State-owned construction companies also fell. China Railway Construction Corporation eased 4.1 per cent, while China Communications Construction Company declined 3.3 per cent. Hikvision fell 1.5 per cent on the Shenzhen exchange.
The Hang Seng Index fell as much as 1 per cent before ending the day with a 0.1 per cent decline to 26,156.86 on Friday for its third consecutive day of declines.
The Shanghai Composite Index’s losses continued for a fourth day, dropping 0.9 per cent to 3,310.10 for a weekly loss of 0.1 per cent.
Wang Chen, a Shanghai-based partner at Xufunds Investment Management, said the stocks were only exposed to the risk of being liquidated by some funds.
“When selling is over, investors will realise that the fundamentals of these companies are not going to be hurt.
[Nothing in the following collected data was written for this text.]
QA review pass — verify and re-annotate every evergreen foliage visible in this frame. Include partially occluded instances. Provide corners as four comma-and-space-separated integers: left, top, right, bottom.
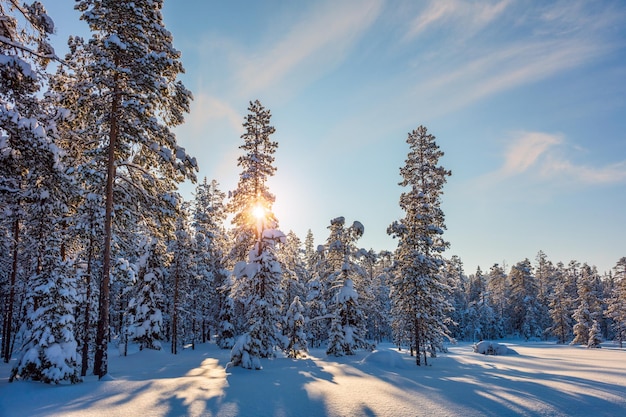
1, 1, 625, 382
126, 239, 166, 351
284, 296, 308, 358
387, 126, 452, 365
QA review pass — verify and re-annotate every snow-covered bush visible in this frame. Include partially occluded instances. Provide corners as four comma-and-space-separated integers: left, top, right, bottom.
473, 341, 510, 355
228, 333, 261, 370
It’s just a matter of liquidity issue and the impact will be quite limited,” Wang said.
Alibaba, the owner of this newspaper, rose 1.6 per cent to HK$257, while Meituan gained 6.6 per cent to HK$305.80.
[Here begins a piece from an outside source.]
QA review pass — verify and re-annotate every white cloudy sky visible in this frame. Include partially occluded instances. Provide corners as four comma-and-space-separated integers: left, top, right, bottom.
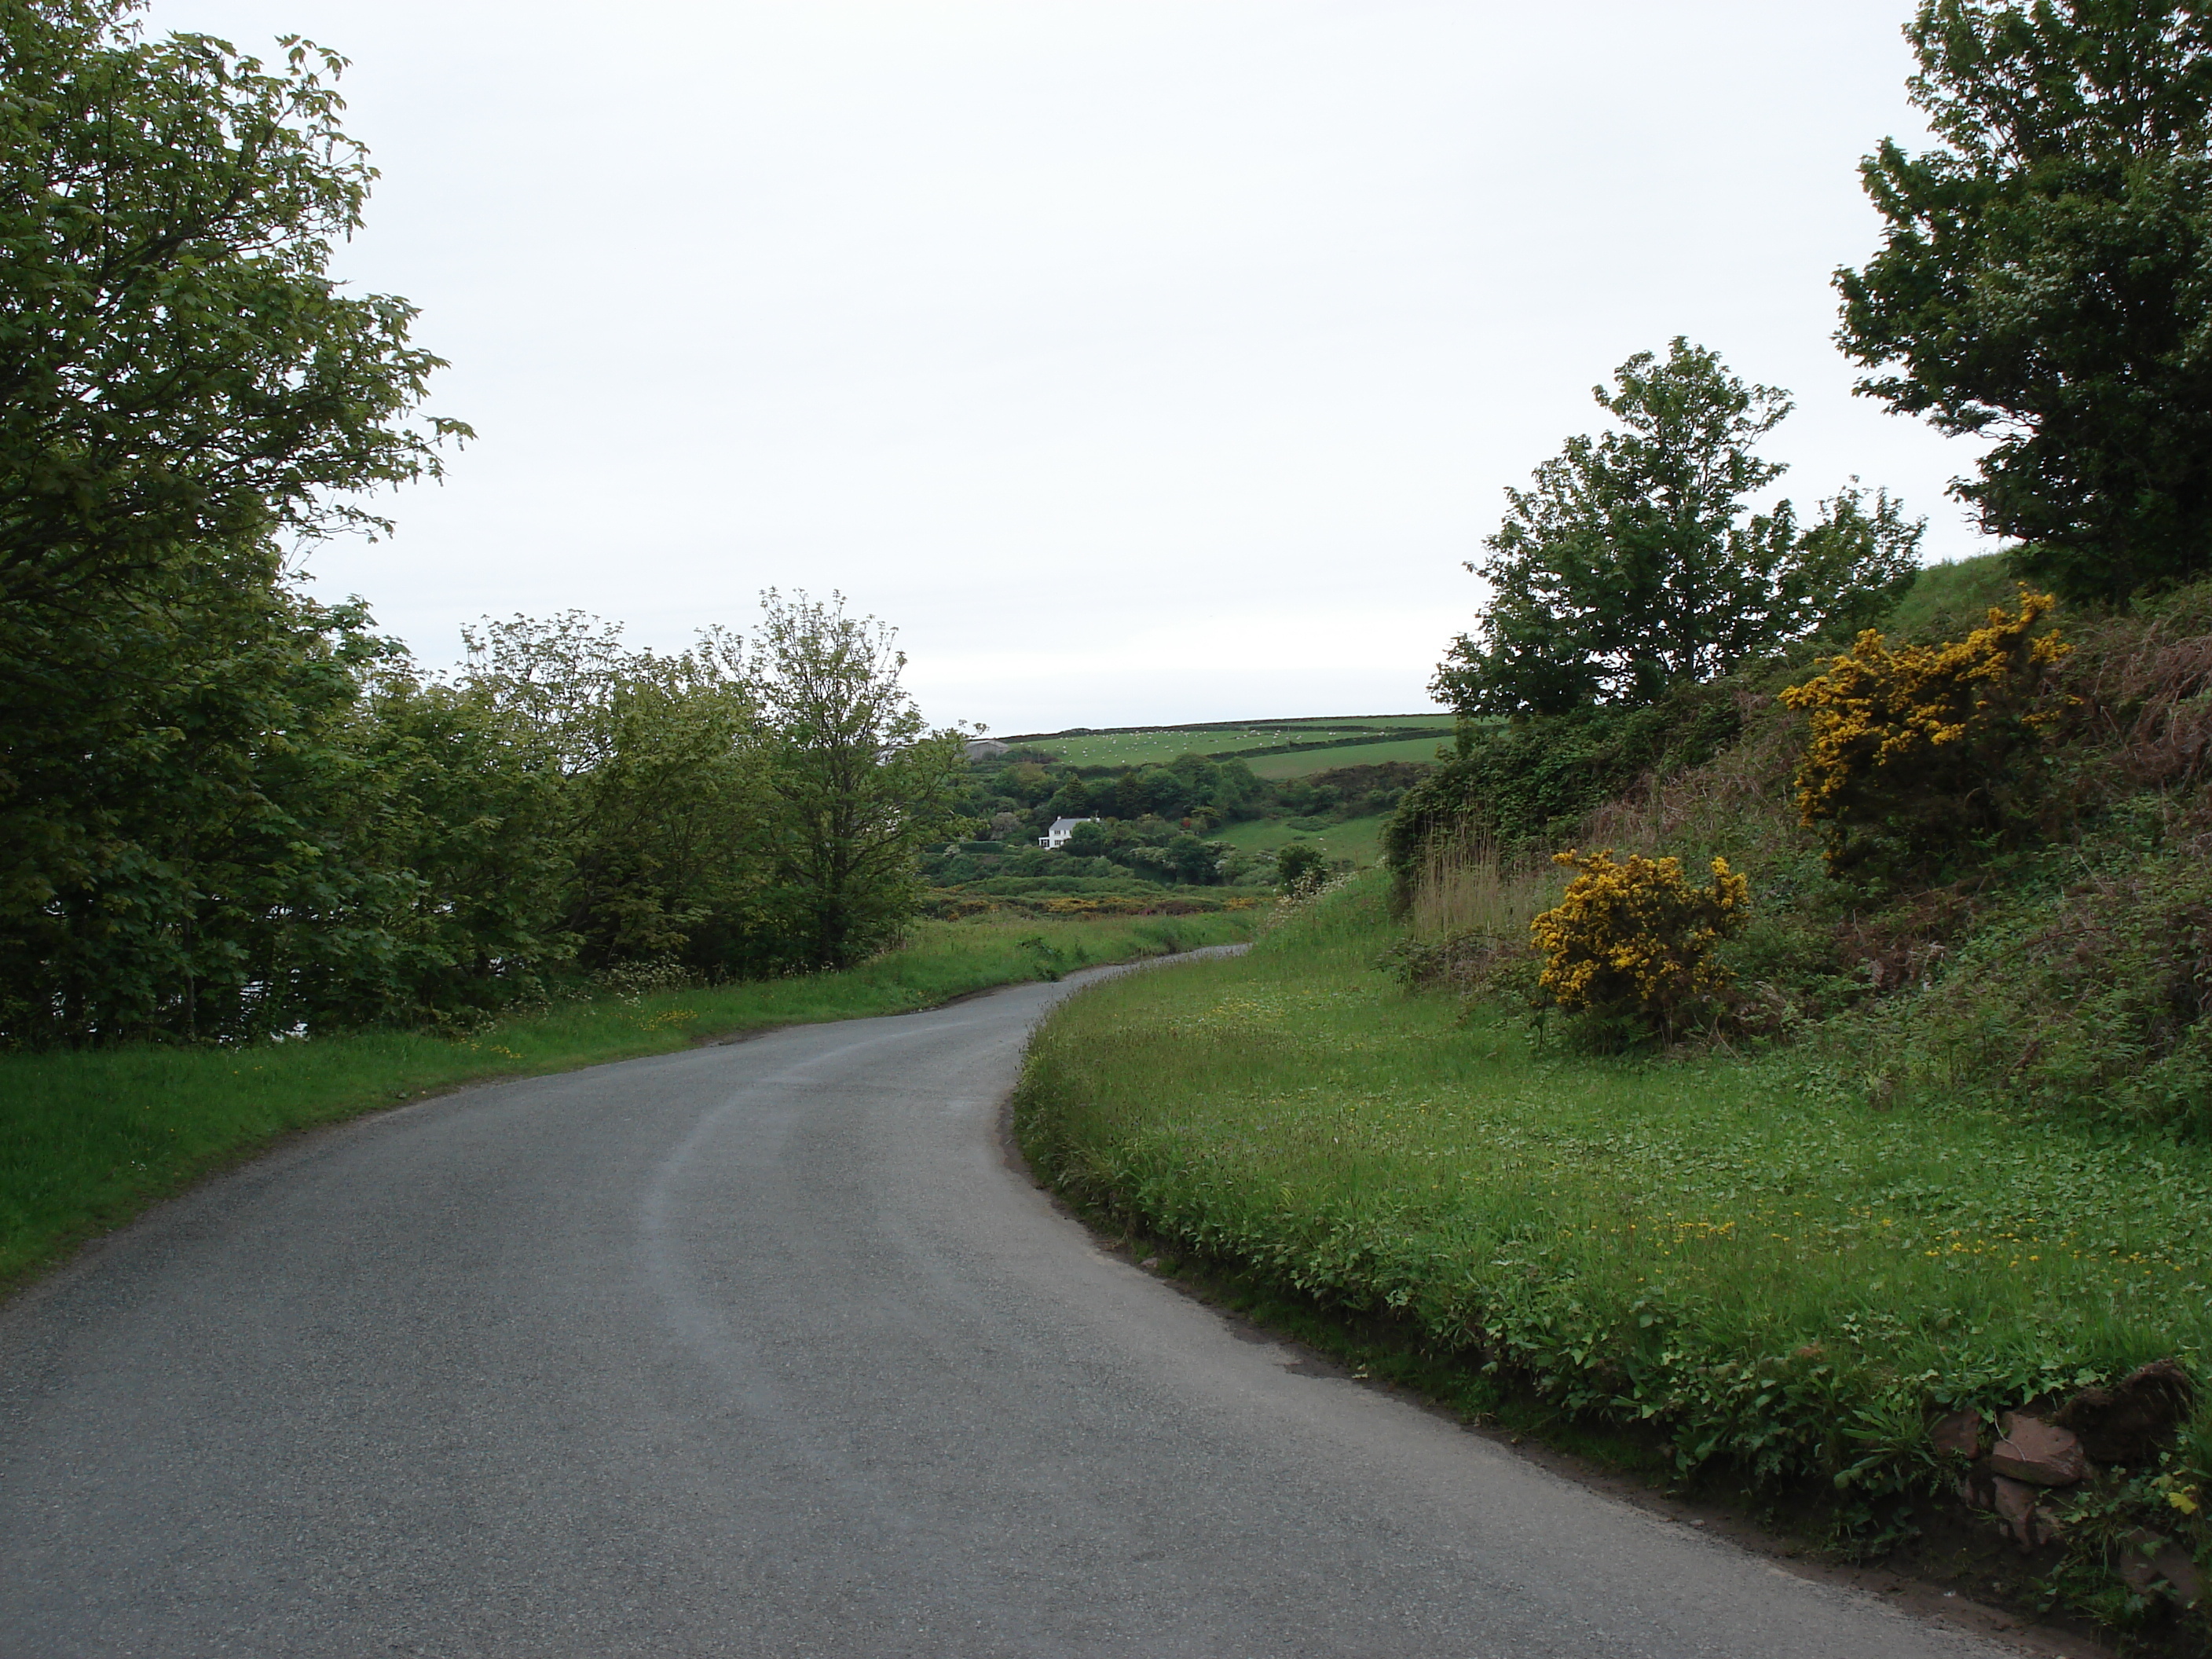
148, 0, 1981, 734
Rising coronavirus infections and fears of new economic restrictions cast a pall on markets in Asia-Pacific.
Japan’s Nikkei 225 declined 0.5 per cent as new Covid-19 infections rose to record highs in the country, while Australia’s S&P/ASX200 retreated 0.2 per cent.
“Investors could not shake the sentiment-crushing aspects of the continually soaring Covid-19 cases and the unpleasantries of new economic restrictions,” said Stephen Innes, chief global markets strategist at Axi.